Social Media is Smoking, and You’re All Addicts

“Anyone got a Like?”: is Social Media the Modern-Day Equivalent to Smoking? 

By Fraser McGeachin 



It is said that by the 1940’s eight out of ten British males were addicted smokers. If that statistic was released today it would cause a national crisis, inflaming the now primarily smoke-adverse British public. Of course, during this period, the health risks of tobacco smoking were seen to be minimal, and cigarette propaganda was rife – without the knowledge of the dangers of indulgence, smoking was seen as glamorous and was seen to denote a higher status. People were, for lack of better words, enthusiastically killing themselves, and the corporate interests behind them were branding it virtuous. Sound familiar? 
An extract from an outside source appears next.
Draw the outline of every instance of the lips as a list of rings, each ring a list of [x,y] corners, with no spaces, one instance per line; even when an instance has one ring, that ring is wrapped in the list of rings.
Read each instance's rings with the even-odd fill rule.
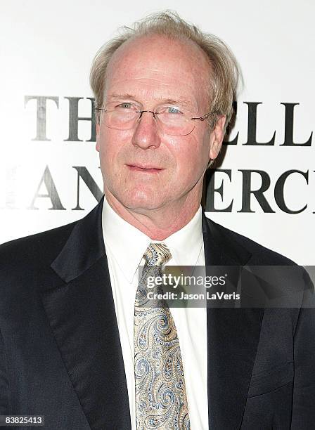
[[[137,171],[143,171],[147,173],[157,173],[163,170],[160,167],[156,167],[155,166],[152,166],[150,164],[127,164],[127,167],[129,167],[131,170]]]

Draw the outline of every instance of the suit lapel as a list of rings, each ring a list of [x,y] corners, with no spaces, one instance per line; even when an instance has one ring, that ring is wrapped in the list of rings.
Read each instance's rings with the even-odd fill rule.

Today, of course, we know better… right? In my opinion, a disturbingly similar trend can be seen with the way we are all now interacting with social media. Seven out of ten people in the United Kingdom use social media every day. Many of these users, granted to vastly different degrees, are victim to indoctrination by a system which portrays popularity and the perception of social prosperity based the allocation of their peers “likes.” For some, their success in social media has even become a major constituent of their self-esteem. It is the modern equivalent of inhaling rat poison. Much like smoking, if abused, participation will clearly have majorly detrimental effects to the mental health of its users. 

Then shall we all just stop? Sadly, we might already be too far in. In the early days of mass tobacco consumption, it could be argued that its users simply didn’t know any better. However, as science and medicine progressed and an increasing amount of clinical studies relating to tobacco were performed, the implications of long-term smoking became apparent: yet many continued to smoke. Why? 

Addiction is attributed with being the leading reason people continue to smoke even when they became aware of the serious health risks involved. Recently, with ‘Social Media Addiction’ being unearthed as a new and growing problem among young people, it is hard not to draw comparisons. Furthermore, it is well known that the more an individual smokes, the more likely they are develop smoking-related illnesses. It has been discovered that people who spend more than five hours a day engaged in social media activities are more likely to develop symptoms of anxiety and depression. With Mark Zuckerberg, Bill Gates and the late Steve Jobs reportedly all limiting their children’s screen time, one has to wonder what kind of long-term damage social media is really doing to us. 



However, the most damning comparison comes when one analyses the most striking similarity of the two, the way they both seemed to thrive off perceptions of ‘glamour’ or allocations of status. Smoking was considered glamourous partly due to its ability to supress appetite thus aiding in weight loss among its users. You only have to look as far as a Lucky Stripe poster from the 1930’s to see the message: “when tempted to over-indulge, reach for a lucky instead.” This overt suggestion that one should have a cigarette instead of eating with 

the intention of losing weight is one that today would be destroyed by controversy. Unfortunately, this accusation could also easily be levelled at social media. It is well known that platforms like Instragram and Facebook act as their users ‘highlight reels,’ demonstrating with angles and photoshop the very same unrealistic standards of beauty that are causing untold pain to Generation Z. Without any corrective influence on these social media platforms young people are resorting to more dangerous methods of weight-loss like self-starvation or extreme dieting endlessly in hopes to attain bodies which are physically impossible. Smoking is bad enough, but social media has the potential to do far more damage to both physical and mental health. 

The sad reality seems to be that history has repeated itself. Much like smoking, the negative effects of social media are now plastered everywhere, but we all continue to use something which we know is ultimately very bad for us. With the meteoric rise of ‘Reality TV culture’ flooding onto social media platforms, and while corporations continue to make fortunes from our presence on them, an end doesn’t seem to be in sight. 

Maybe years from now the children of future generations will look back at us and wonder why we exposed ourselves to the damaging effects of social media addiction, even if all it brought us was the ever-fleeting rush of getting a like or two; much like how we look back at older generations and question why they continued to smoke while aware of the harm it is doing, even if only for a few stress-free minutes.